Traite des personnes au Canada

Il est difficile de déterminer avec exactitude le nombre de victimes de la traite en provenance d'autres pays, ou encore le nombre de celles qui sont déplacées à l'extérieur du pays ou d'un endroit à un autre à l'intérieur des frontières canadiennes, et ce, pour plusieurs raisons :

  • Il s'agit d'un crime clandestin.
  • La plupart des personnes victimes de la traite sont réticentes à se manifester.
  • Il est difficile pour les fournisseurs de services et le grand public d'identifier les personnes victimes de la traite, car il y a un manque de sensibilisation aux indicateurs de la traite.
  • On confond souvent la traite des personnes avec le passage de clandestins ou avec d'autres crimes ou activités.

Même sans connaître les chiffres exacts, il est communément reconnu que la traite des personnes a cours au Canada.

Selon le Plan d'action national de lutte contre la traite de personnes : Il est impossible de connaître avec certitude toute l'ampleur et l'incidence de ce problème à l'échelle internationale ou canadienne. Nous savons que les femmes et les enfants constituent les victimes de choix, très souvent à des fins d'exploitation sexuelle, mais également de travail forcé. Les hommes ne sont cependant pas à l'abri. 

Mon Histoire: Mon trafiquant m’a entraînée à capturer d’autres filles. Il voulait que je flirte avec elles et que je devienne leur amie, que je leur donne mon numéro de téléphone et les invite à des fêtes. Parfois, il venait aux fêtes et les invitait à venir fumer du pot avec nous. Environ la moitié d’entre elles acceptaient. Il m’avait dit que si je capturais d’autres filles, je n’aurais pas besoin de travailler autant. Je leur disais toujours de se sauver. – ChristinaLa traite de personnes, au pays ou à l'étranger, est en outre difficile à évaluer, par la nature secrète de ces infractions, la réticence des victimes et des témoins à se présenter devant les organismes d'application de la loi et la difficulté pratique à reconnaître les victimes. Ces cas passent souvent inaperçus et ne sont pas signalés en raison de la manipulation, de la peur et des menaces, ainsi qu'à cause de la honte, de la barrière linguistique ou de la méfiance à l'égard des autorités. 

La Gendarmerie royale du Canada (GRC) et le Département d'État américain rapportent que :

• Les femmes et jeunes filles canadiennes sont exploitées sexuellement à travers le pays et les femmes et jeunes filles des communautés autochtones ainsi que les mineurs sous las
responsabilité d'organismes de protection de la jeunesse sont particulièrement vulnérables.
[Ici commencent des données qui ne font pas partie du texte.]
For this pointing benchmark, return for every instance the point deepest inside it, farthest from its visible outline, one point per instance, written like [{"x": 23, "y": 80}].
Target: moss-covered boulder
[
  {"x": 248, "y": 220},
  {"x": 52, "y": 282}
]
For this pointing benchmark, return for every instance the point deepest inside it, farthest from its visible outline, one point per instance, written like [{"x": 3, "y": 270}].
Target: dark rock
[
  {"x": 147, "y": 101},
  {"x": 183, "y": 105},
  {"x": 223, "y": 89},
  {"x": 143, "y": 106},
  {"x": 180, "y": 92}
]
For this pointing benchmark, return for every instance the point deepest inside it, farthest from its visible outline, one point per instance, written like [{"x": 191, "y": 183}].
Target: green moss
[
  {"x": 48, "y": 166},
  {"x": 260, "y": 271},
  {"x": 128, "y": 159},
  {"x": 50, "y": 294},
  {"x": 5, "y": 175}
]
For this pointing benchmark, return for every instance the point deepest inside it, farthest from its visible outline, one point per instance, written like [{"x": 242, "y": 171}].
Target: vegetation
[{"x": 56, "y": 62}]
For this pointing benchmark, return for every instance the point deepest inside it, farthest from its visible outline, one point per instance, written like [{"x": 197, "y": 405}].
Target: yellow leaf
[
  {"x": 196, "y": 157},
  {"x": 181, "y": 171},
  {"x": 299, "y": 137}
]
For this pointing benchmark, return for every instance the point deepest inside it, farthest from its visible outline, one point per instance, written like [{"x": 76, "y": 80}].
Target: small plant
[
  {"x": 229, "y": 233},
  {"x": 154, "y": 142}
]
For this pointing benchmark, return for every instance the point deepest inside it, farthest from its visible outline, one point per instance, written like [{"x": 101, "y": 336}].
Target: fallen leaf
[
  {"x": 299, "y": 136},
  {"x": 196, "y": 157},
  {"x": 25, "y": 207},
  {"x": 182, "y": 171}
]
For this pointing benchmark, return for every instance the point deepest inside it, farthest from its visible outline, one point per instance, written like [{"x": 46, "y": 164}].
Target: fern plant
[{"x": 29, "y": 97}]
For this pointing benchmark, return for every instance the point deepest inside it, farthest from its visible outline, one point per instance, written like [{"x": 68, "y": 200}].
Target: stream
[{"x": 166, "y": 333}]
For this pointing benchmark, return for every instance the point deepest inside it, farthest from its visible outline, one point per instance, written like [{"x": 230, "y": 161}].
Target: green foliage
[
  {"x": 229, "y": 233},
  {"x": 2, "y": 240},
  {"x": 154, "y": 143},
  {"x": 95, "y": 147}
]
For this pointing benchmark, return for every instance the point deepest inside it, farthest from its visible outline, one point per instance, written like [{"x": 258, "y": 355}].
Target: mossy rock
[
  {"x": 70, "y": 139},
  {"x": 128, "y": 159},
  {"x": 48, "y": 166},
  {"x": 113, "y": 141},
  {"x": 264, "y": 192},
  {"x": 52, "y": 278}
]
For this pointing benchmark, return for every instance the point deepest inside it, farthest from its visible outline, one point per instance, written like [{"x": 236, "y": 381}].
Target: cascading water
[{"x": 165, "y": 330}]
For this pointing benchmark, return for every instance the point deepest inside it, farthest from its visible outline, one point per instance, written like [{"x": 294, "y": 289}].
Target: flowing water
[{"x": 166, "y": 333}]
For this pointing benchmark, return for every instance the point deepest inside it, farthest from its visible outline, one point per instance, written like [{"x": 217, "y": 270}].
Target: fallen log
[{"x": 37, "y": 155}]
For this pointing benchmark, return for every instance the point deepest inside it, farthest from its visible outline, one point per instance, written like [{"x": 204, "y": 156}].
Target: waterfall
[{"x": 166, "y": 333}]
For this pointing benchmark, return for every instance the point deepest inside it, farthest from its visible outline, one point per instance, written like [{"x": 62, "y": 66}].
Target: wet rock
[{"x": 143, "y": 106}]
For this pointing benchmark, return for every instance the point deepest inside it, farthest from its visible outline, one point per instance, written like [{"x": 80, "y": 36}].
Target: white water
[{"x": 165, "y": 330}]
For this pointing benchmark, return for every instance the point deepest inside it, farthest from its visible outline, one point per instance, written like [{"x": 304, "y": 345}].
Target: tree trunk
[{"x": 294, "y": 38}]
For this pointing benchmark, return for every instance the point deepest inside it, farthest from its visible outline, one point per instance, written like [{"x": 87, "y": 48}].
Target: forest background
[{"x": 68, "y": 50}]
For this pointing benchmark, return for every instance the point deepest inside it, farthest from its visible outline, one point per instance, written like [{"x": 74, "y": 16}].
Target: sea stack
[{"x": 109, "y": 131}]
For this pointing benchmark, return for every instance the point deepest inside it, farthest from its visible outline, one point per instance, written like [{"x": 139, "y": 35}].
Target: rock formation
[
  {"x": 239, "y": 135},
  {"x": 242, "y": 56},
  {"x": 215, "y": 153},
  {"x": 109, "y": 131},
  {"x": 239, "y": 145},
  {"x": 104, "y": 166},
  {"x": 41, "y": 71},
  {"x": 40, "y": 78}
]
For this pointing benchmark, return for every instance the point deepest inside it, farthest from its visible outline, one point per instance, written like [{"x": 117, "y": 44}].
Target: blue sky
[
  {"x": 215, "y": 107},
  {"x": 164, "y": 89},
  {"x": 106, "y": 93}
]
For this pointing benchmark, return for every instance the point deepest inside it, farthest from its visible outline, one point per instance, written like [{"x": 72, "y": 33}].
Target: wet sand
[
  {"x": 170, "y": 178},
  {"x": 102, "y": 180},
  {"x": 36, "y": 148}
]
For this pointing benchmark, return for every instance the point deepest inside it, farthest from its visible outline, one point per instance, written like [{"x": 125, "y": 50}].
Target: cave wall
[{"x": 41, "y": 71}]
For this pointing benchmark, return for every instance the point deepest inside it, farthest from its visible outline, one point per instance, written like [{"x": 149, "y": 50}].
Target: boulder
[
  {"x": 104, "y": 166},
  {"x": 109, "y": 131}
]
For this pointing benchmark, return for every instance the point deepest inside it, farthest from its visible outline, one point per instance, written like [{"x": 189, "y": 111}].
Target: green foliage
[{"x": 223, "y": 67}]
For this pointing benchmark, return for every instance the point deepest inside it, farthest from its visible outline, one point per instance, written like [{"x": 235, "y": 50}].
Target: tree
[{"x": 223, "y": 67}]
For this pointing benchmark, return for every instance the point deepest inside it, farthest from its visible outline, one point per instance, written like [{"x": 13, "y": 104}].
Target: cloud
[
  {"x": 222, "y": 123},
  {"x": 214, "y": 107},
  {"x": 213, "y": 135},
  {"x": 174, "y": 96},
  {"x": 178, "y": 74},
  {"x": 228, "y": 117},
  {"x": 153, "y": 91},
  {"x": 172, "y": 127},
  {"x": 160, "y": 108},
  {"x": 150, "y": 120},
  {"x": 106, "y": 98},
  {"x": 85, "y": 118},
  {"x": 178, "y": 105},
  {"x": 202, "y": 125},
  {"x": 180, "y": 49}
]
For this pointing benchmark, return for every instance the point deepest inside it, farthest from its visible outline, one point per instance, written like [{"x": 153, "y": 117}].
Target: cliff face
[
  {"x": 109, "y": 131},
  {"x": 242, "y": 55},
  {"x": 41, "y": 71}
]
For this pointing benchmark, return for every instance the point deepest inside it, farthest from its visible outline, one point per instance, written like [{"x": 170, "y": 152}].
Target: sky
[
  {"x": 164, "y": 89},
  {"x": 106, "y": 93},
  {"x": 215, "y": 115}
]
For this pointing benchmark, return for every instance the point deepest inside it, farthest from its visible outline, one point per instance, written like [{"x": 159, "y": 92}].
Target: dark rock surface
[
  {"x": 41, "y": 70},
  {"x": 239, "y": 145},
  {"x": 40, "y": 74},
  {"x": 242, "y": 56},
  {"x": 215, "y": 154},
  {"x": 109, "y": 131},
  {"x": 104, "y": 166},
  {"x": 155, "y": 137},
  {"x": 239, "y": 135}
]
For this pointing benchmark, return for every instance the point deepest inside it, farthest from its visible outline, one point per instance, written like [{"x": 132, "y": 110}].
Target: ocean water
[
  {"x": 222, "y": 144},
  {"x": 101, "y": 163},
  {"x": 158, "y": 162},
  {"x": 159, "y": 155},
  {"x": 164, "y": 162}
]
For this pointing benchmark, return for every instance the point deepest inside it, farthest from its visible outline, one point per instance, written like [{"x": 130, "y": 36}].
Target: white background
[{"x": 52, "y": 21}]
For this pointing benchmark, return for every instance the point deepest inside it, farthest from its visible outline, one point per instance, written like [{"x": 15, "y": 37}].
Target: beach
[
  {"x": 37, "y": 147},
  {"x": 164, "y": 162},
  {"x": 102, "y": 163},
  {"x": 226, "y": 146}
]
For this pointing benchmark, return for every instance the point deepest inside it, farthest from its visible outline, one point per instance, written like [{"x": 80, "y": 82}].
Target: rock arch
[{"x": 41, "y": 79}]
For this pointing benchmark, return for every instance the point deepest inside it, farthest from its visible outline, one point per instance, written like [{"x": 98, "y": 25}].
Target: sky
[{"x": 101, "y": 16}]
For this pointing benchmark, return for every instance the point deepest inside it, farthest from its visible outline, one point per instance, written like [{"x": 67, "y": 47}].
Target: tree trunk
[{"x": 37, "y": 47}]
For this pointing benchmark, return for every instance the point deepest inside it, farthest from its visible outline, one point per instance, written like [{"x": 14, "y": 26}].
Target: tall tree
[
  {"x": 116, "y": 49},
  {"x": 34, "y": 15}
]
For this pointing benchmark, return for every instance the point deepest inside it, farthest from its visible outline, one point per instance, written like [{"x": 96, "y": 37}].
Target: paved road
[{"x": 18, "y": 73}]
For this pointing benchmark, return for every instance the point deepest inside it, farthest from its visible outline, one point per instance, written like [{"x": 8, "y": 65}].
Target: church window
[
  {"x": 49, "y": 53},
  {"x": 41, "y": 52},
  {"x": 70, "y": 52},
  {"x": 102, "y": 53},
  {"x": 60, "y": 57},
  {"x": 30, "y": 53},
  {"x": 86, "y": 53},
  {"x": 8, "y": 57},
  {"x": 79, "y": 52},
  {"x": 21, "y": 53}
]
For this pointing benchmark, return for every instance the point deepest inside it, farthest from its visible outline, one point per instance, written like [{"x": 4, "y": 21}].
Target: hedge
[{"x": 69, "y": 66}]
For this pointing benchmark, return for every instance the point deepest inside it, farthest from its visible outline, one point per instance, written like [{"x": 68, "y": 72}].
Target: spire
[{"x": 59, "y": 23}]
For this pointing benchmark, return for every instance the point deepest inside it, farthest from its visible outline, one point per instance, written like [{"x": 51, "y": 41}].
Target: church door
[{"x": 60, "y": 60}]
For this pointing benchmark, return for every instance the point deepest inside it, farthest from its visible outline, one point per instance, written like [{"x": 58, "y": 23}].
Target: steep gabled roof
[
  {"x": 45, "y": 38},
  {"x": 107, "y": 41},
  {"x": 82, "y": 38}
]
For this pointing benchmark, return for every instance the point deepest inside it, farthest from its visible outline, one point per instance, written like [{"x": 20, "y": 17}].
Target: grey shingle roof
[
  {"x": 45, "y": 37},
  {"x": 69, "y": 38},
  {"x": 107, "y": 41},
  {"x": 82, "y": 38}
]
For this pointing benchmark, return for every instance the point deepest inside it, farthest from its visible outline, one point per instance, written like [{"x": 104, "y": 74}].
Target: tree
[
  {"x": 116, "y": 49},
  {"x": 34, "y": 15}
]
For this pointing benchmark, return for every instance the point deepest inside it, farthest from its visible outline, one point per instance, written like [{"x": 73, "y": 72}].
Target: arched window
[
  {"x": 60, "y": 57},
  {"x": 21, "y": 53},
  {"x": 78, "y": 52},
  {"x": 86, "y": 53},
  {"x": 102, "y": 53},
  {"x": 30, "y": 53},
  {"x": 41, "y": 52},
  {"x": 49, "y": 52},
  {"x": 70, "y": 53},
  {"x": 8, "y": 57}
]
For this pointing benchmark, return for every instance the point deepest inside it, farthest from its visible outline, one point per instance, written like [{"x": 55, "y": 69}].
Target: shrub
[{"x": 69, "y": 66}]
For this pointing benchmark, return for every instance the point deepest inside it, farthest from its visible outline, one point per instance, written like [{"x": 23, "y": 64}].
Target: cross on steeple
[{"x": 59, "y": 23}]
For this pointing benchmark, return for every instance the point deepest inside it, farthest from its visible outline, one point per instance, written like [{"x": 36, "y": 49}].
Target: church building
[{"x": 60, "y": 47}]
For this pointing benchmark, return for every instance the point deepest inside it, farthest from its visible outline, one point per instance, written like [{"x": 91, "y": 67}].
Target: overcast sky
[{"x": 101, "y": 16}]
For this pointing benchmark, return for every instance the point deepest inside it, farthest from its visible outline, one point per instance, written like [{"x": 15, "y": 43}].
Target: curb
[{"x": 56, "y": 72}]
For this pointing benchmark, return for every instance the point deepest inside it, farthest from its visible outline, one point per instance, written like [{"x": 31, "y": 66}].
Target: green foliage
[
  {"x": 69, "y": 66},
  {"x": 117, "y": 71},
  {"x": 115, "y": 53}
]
• Les femmes venant de pays étrangers, principalement de l'Asie et de l'Europe de l'Est, sont également des victimes destinées à des fins d'exploitation sexuelle, souvent pour des maisons closes ou des studios de massage.
 

• Les responsables de l'application de la loi continuent à signaler que les gangs de rue locaux et les organisations criminelles transnationales sont impliqués dans le trafic à des fins d'exploitation sexuelle dans les centres urbains.

• Les victimes de la traite des personnes à des fins de travail comprennent des travailleurs étrangers d'Europe de l'Est, d'Asie, d'Amérique latine et d'Afrique entrés légalement au Canada, parfois par l'intermédiaire du Programme des travailleurs étrangers temporaires, mais qui sont ensuite soumis au travail forcé dans le domaine de l'agriculture ou de la construction. Ils sont également utilisés dans des usines de traitement, dans des restaurants, dans le secteur de l'accueil et du tourisme ou encore, en tant que travailleurs domestiques.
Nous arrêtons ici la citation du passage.